New York-Some imaging devices may help predict which patients will develop glaucoma, but "they will not supplant clinical assessment of the optic disc by a trained observer," said Christopher A. Girkin, MD, MSPH, to attendees of the Glaucoma 2006 meeting here.
"A variety of imaging techniques have shown promise in detecting early glaucoma, but that doesn't necessarily mean that they have the ability to detect the development of glaucomatous changes," said Dr. Girkin, associate professor of ophthalmology and director of the glaucoma service, department of ophthalmology at Callahan Eye Foundation Hospital, University of Alabama at Birmingham.
He spoke on the use of imaging devices to predict glaucoma during the educational symposium, sponsored by The New York Eye and Ear Infirmary, the UMDNJ-Center for Continuing Education, The Academy of Healthcare Education Inc., and CME2 , an independent subsidiary of Advanstar Communications Inc., publisher of Ophthalmology Times. Pfizer Inc. provided an unrestricted educational grant for the program.
"But there have been relatively few longitudinal studies looking at how to define the progression of glaucoma and how to predict progressive disease," he said.
Progressive studies are admittedly difficult, Dr. Girkin acknowledged.
"The primary reason is that glaucoma is a chronic disease," he said. "It takes a long time to develop in an individual and a long time to progress in an individual. The optimal change parameters both in function and structure are not known and the endpoints we use to determine progression in glaucoma are less than optimal."
Variability in the standard visual field (the primary endpoint in most clinical trials) limits the ability to detect progression accurately, Dr.
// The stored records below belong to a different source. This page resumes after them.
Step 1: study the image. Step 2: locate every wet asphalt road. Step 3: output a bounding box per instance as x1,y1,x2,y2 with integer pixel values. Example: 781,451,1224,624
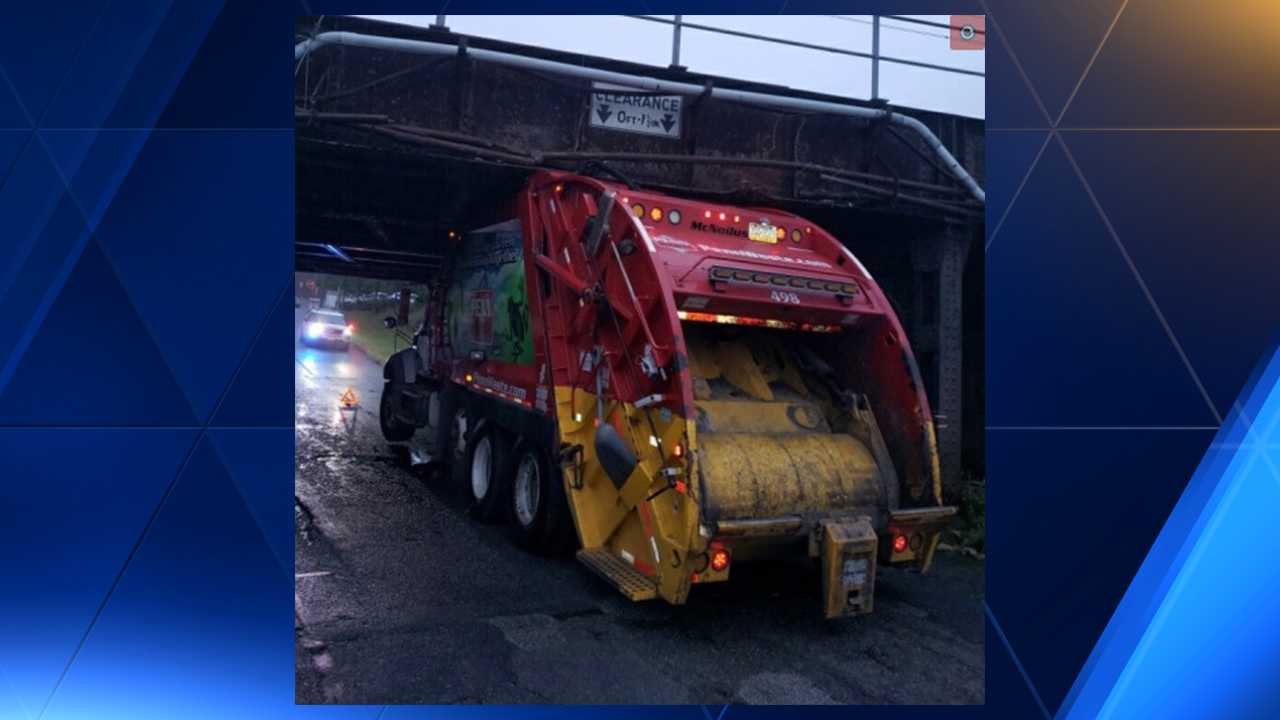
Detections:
294,310,984,705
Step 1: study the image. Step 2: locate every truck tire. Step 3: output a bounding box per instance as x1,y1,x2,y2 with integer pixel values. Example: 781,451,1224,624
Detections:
511,443,576,555
466,423,512,523
378,382,415,442
431,386,470,488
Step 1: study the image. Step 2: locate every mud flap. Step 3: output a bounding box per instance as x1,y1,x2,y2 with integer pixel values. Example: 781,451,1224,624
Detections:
818,515,876,620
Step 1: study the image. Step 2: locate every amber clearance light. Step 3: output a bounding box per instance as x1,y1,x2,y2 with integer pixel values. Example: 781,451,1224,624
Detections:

Girkin said.
"When we look at a normal area in a visual field, there is a wide variation in threshold values obtained at one point compared with another," he said. "To make matters worse, if we look at a diseased area of a visual field, in or adjacent to an area of damage, this variability expands tremendously."
This in part fuels the impetus to develop methods to image the optic disc to detect glaucoma earlier, to predict those patients whose glaucoma will progress, and to detect progression in those patients, Dr. Girkin said. There are two types of studies that differ significantly, he said.
Prediction versus progression
"Prediction studies use structural parameters obtained at baseline to pick out which patients in a population are at risk to develop progressive glaucomatous injury or to develop glaucoma," Dr. Girkin said. "Progression studies look at changed parameters over time to try to determine what structural characteristics seen in imaging devices indicate true glaucomatous injury."
One landmark paper came from the Ocular Hypertension Treatment Study and was published in 2005, according to Dr. Girkin (Zangwill LM, Weinreb RN, Beiser JA, et al. Baseline topographic optic disc measurements are associated with the development of primary open-angle glaucoma: the Confocal Scanning Laser Ophthalmoscopy Ancillary Study to the Ocular Hypertension Treatment Study. Arch Ophthalmol 2005;123:1188-1197).
A subset of patients underwent confocal scanning laser ophthalmoscopy at baseline. The researchers looked at baseline characteristics and topographic parameters to see if it could be predicted whether patients would go on to develop glaucomatous field defects or change in the optic disc.
"The investigators found that if the patient had an abnormal Moorfields regression analysis, the patient would be more likely to go on to develop glaucoma," Dr. Girkin said. This was one of the first studies to show that an imaging device can be useful clinically to determine which patients will develop glaucoma.